Marvel films have always had a sense of humor, but Ragnarok stands out as their funniest film yet. Waititi has an ability to make seemingly silly pratfalls work onscreen, with a lot of the humor being an interesting dissection of superhero cliches. From The Hulk to a few new faces (Korg steals the show), almost every character has their own great comedic moment to shine. Writer Eric Pearson also helps give Thor a more defined personality, one that is equally humorous while still having a human core.
Stealing the show is Chris Hemsworth, who truly shines from start to finish. Hemsworth has shown comedic chops in the past, but never before has had quite this large of a role to shine. He’s endlessly charismatic, but also can be a lot more introspective when needed with the character. After two films, its good that Marvel has finally decided what to do with Thor as a character. Tom Hiddleston, Tessa Thompson, and Mark Ruffalo round out the Thor’s crew well, with their natural chemistry make for a fun “Revengers” team.
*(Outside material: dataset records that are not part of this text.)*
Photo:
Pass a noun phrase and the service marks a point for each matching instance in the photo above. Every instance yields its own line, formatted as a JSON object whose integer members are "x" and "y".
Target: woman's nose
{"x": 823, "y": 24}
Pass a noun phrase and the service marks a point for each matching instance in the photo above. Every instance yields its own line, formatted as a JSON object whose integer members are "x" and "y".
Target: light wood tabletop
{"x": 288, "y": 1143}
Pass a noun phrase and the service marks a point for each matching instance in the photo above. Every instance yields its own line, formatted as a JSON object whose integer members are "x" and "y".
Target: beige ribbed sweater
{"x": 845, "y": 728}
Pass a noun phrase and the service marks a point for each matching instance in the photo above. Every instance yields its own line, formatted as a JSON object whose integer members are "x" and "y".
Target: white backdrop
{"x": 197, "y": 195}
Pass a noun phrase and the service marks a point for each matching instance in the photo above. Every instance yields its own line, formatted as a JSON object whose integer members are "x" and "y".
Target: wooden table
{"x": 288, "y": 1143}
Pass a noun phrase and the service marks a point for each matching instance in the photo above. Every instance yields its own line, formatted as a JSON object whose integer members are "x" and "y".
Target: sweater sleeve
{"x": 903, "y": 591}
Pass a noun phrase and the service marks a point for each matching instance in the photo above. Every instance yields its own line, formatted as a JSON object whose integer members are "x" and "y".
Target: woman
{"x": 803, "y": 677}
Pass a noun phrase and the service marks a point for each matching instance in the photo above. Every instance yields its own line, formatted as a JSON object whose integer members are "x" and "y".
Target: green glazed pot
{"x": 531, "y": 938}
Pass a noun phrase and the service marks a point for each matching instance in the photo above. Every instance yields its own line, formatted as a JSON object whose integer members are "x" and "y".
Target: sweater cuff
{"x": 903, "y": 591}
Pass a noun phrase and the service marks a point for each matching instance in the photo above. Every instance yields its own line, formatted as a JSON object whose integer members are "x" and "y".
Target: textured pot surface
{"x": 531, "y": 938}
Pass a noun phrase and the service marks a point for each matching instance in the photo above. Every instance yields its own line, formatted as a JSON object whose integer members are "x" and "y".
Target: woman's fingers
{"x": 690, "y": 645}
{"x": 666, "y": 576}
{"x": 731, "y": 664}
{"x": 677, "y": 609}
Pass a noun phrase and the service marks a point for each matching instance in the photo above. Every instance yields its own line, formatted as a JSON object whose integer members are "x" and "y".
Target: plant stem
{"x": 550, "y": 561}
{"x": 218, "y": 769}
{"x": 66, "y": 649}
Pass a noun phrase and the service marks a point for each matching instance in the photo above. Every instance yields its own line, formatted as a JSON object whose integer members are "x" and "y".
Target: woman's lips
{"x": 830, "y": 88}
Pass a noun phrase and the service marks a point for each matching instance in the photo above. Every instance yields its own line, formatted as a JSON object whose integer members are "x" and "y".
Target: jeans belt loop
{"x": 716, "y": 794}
What surprised me most is how assured Waititi is as a visual stylist. This film has a unique cosmic look that is engrossing, and actually takes advantage of its 3D with some epic shots. The action here is also quite impressive, with Waititi’s steady camerawork and mix of slow-motion making for some grandiose moments. Hela’s raid of Asgaard is easily the most impressive Marvel action scene since the hallway fight in the first season of Daredevil.
It’s a shame that this film ulitmately dips into the familiar problems that have held back previous MCU films. Cate Blanchett brings some professionalism to the role of Hela, but as a villain she never feels defined. Her sidekick played by Karl Urban is easily one of the most useless characters Marvel has had in their films, floating around until he’s called upon to be a plot device. It would be one thing if the film didn’t dedicate much screen time to either character, but its peculiar because there is an effort to try and render both characters. Why Marvel can’t crack the villain code remains bizarre.
This may be controversial to some, but I think this movie drops the ball with its third act. Sure, it packs some impressive action that is sure to excite fans and dazzle the eye. However, its the cliched, bombastic finale we have come to except from Marvel – seemingly going through the motions. It also feels out of place tonally, as the film’s mostly humor-focused two-thirds are substituted for straight-up action.It left me feeling that Waitit’s comedic vision had some rigid compromises.
Even with my issues, Thor: Ragnarok is a satisfying superhero spectacle that also equals as one of the year’s funniest films. Make sure you stay after the credits, as audiences are greeted with a great set-up to Avengers Infinity War.